Los especialistas en glaucoma toman imágenes del nervio óptico para medir el daño a este importante cable que conecta el ojo con el cerebro.

There are several types of images, and each provides different information about the amount of optic nerve tissue lost, as well as the rate of nerve fiber thinning or “progression” that occurs when glaucoma is uncontrolled.

The goal of current glaucoma therapy to lower intraocular pressure is to slow progression, and imaging tests are an important tool to monitor progression. Optic nerve imaging is complementary to visual field testing and using both together is more useful than either test alone.

This is because images record the anatomy, or structural characteristics of the eye, while visual fields evaluate what someone actually sees, or the function of the eye. In general, optic nerve imaging is more useful in patients with suspected glaucoma and early to moderate glaucoma than in patients with advanced disease.

Photographs and scans of the optic nerve

Two common imaging tests include a simple, high-resolution color photograph with a very bright flash from a professional camera and a rapid laser scan of the optic nerve. The scans can detect small changes in the nerve fiber layer of the optic nerve at the micron level.

The best way for your doctor to evaluate the optic nerve for glaucoma is to view the optic nerve through lenses and a slit lamp. Your doctor can document this evaluation either with drawings or photos of the optic disc. A color photograph provides a more accurate reference for future comparison. Photographs do not go out of date, and the information contained in them can be very useful to demonstrate that “there are no changes” years later.

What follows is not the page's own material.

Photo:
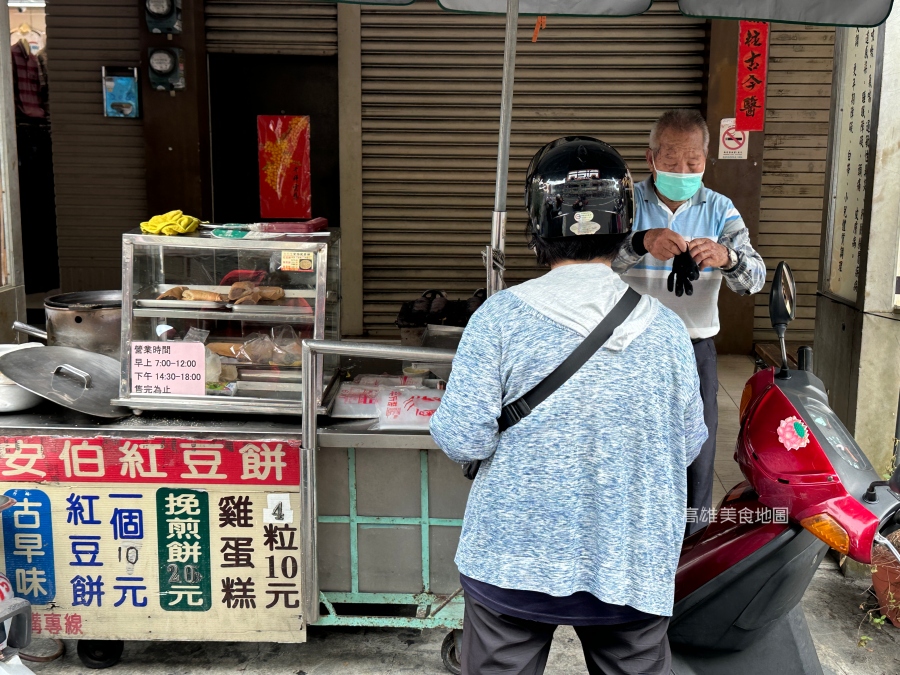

Compared to a photograph, optic nerve scans contain more objective and quantitative information for staging disease progression. Scans may also be better at determining when glaucoma is getting worse. However, every few years, the software is updated, and every decade the technology advances dramatically like computers. This sometimes makes the data less useful because it can be difficult to compare new versions with older ones.

Since damage to the optic nerve cannot be reversed with any current therapy, close surveillance with structural and functional testing, combined with early intervention while balancing the risk of side effects, is key to keeping glaucoma under control and preserving vision. view.

Types of Optic Nerve Scanning Technologies
OCT : Optical Coherence Tomography (Devices include: Cirrus HD-OCT, RTVue-100, Spectralis, Topcon 3D-OCT 2000 and others)
CSLO : Confocal Scanning Laser Ophthalmoscopy (HRT)
SLP : laser polarimetry scanning (GDx)

Article by Dr. Robert Chang . Dr. Chang completed his ophthalmology training at Washington University in St. Louis and then completed a research and clinical fellowship at the Bascom Palmer Eye Institute at the University of Miami. He is currently an assistant professor at Stanford University at the Byers Eye Institute in Palo Alto, California.